Shaw’s, Broad Street

Waking up to yet another trademark East Midlands grey drizzly skyline, it’s easy for thoughts to drift to sun-drenched foreign lands. Shaw’s, a self-proclaimed ‘international restaurant,’ seems to have taken such escapism to heart with an attempt to recreate the traditional Parisian bistrot in a beautiful old industrial building next to the Broadway cinema.

To their credit, they almost pull it off. I half expected to be greeted by a “bonsoir” as I entered the upstairs lobby and then found myself squinting to check that the specials scribbled onto the blackboard were indeed priced in pounds and not euros. Only the pints being pulled at the bar and the stream of short skirts at the entrance grudgingly convinced me that this was Blighty and not Provence.

Such sophistication for a Saturday night in Notts was so alien to myself and my five willing accomplices that we were almost won over before the food had arrived. Despite some initial cynicism when the starters were served (large white plate/not so large portion syndrome, so favoured by the gastropub), this was soon swept aside by the fabulous mains. Our choices unwittingly reflected the gender divide, the girls opting for a beautifully cooked salmon wrapped in pancetta while the blokes showed a touch of caveman nostalgia, choosing a generous braised lamb shank with protruding mammoth bone fitted as standard.
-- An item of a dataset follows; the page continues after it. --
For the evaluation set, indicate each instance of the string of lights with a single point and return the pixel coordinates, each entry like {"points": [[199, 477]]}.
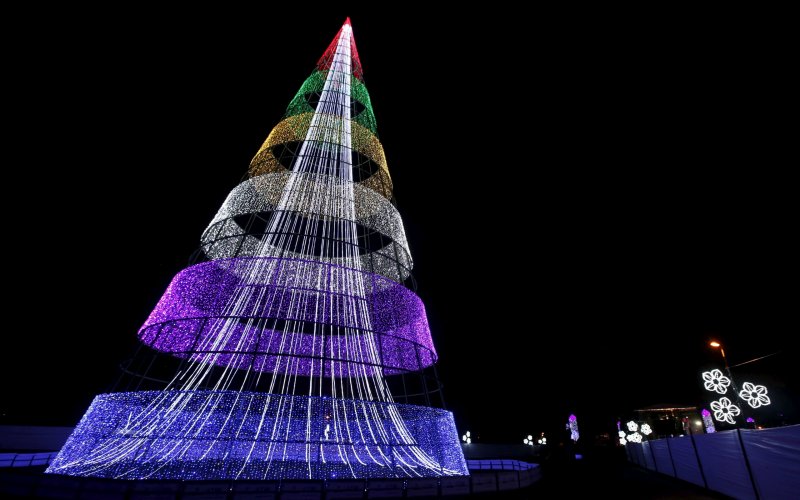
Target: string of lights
{"points": [[298, 301]]}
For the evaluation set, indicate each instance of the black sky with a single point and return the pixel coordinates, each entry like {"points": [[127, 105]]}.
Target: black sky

The bottom line worked out at £15 a head including wine and service, which although well above a fiver (the offer is in fact £10 for dinner), still left us smugly feeling that we could have paid double. If the popularity of the place led to the service being a little slow, it also meant that the waiter was too busy to ask us to hand in our three vouchers. An “à bientôt” as we left would have been quite apt.